Need a workout? Forgo the high intensity interval training this week and go for an aimless walk in your neighborhood. Leave your air pods at home and, instead, look for golden leaves. Go home and do twenty jumping jacks in your kitchen, then dance around your house singing ridiculous songs like “Brandy, You’re a Fine Girl” and “Baby, I Love Your Way.” Pretend to be LeBron James and throw socks into the washing machine from far away, then cheer for yourself when you make the shot.
If you’re not sure who you’re voting for, spend one day listening only to the words that come out of the candidates’ mouths. For one day, don’t listen to a single word that’s said about the candidates, not one word from friends or family, not one word on a flyer or poster—only the words the candidates themselves say. Write the words down if you can. Look hard at the piece of paper, the words in your own handwriting that can’t be argued with.

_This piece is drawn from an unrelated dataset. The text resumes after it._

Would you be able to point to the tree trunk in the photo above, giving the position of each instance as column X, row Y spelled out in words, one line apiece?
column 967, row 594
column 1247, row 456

Dress up as something silly for Halloween and eat candy corn until your stomach hurts. If you have trick-or-treaters, give out full-size candy bars and tell all the kids their costumes look awesome. Make costume awards out of printer paper and pass them out to your favorite children. Or cook a big pot of chili and invite your neighbors over. Don’t ask them who they’re voting for and give them plenty of cornbread.
Help someone. Make a meal for somebody, or donate some winter coats, or rake your neighbor’s leaves—even (especially?) if they’re voting for the other candidate. Buy local art or bread or vegetables. Go ahead and start making the world you want to live in because no one else is going to do it for you.
Look up from your phone. Break the spell of influence. Interrupt the rhythm of dread and gloom. For a few days, refuse to reward people who stoke fear and say outrageous things. Play a board game inside your house or do something else that can’t be tracked, surveilled, or polled. Give yourself enough of a break that all the outside voices leave your mind. Think about who you’d want to be if you lived in a completely different time and place. Be that person now.
Leave the kids out of it. Resist the urge to indoctrinate them in your way of seeing this election. Resist piling your anxieties and grievances on their little shoulders. Tell them your family will be the same people with the same values on November 6th. Tell them they might see angry people or overhear mean things, but mostly those things are done by people who are afraid. If you have kids in your life, make sure they know love is bigger than fear. Make sure they understand that no matter what happens in the world, some meaningful part of them will always remain beyond others’ control.
If you have to watch or listen to the news (which you don’t), make a game out of listening for the stories behind what you’re being told. Only what happened is a fact; everything else is what someone is making of that fact. When people talk about the election, ruthlessly sift out their intentions and emphases and biases. Hold just the hard kernel of the fact in your hand, and decide what story you think is true about it.
Think now, before votes are counted, about what seems like a crazy election outcome or leadership action you’d never tolerate. Articulate those things to yourself. Maybe even write them down somewhere. Like the way kids grow taller without our noticing the incremental changes, societies can become inured to violent language or actions. If the line of what a society will accept keeps moving, we may end up tolerating more than we meant to. Don’t.
When you go vote, take warm muffins with you. Pass them out to everyone in line. Let the news write a story about that.
Prepare for the long haul. This isn’t going to be over on November 5th, so put something on your calendar for late November that you’re excited about. Schedule a yoga class or a dinner out with friends. Then schedule something in December, too. When it becomes January and everyone is still in a panic, remind yourself that this was always going to happen. Zoom out and pretend you are looking at your life from the perspective of a future historian. Imagine the historian writing something in a future book like, “Almost all of America started fighting with each other, but some people kept on loving.”
Be those people. If the people in a society take care of one another, no leader, no matter how powerful, can make of that society anything other than a society that takes care of one another.
Wise. My daughter is all grown up (and a reporter!) but I cannot imagine what living through this with late elementary or middle school students must be like. Number 10 and 11 particularly resonate.
I also like to reflect on times in the distant past when things were so much worse. For example the St. Bartholomew's Day Massacre in 1572, part of the French Wars of Religion between Catholics and Protestants. While not technically political violence, it was sparked by a political marriage, with citizens turning on each other and a death toll of between 2,000 - 20,000 or more depending on what sources you look at. We've come a long way since then, actually.
Best suggestions I have heard in a long time!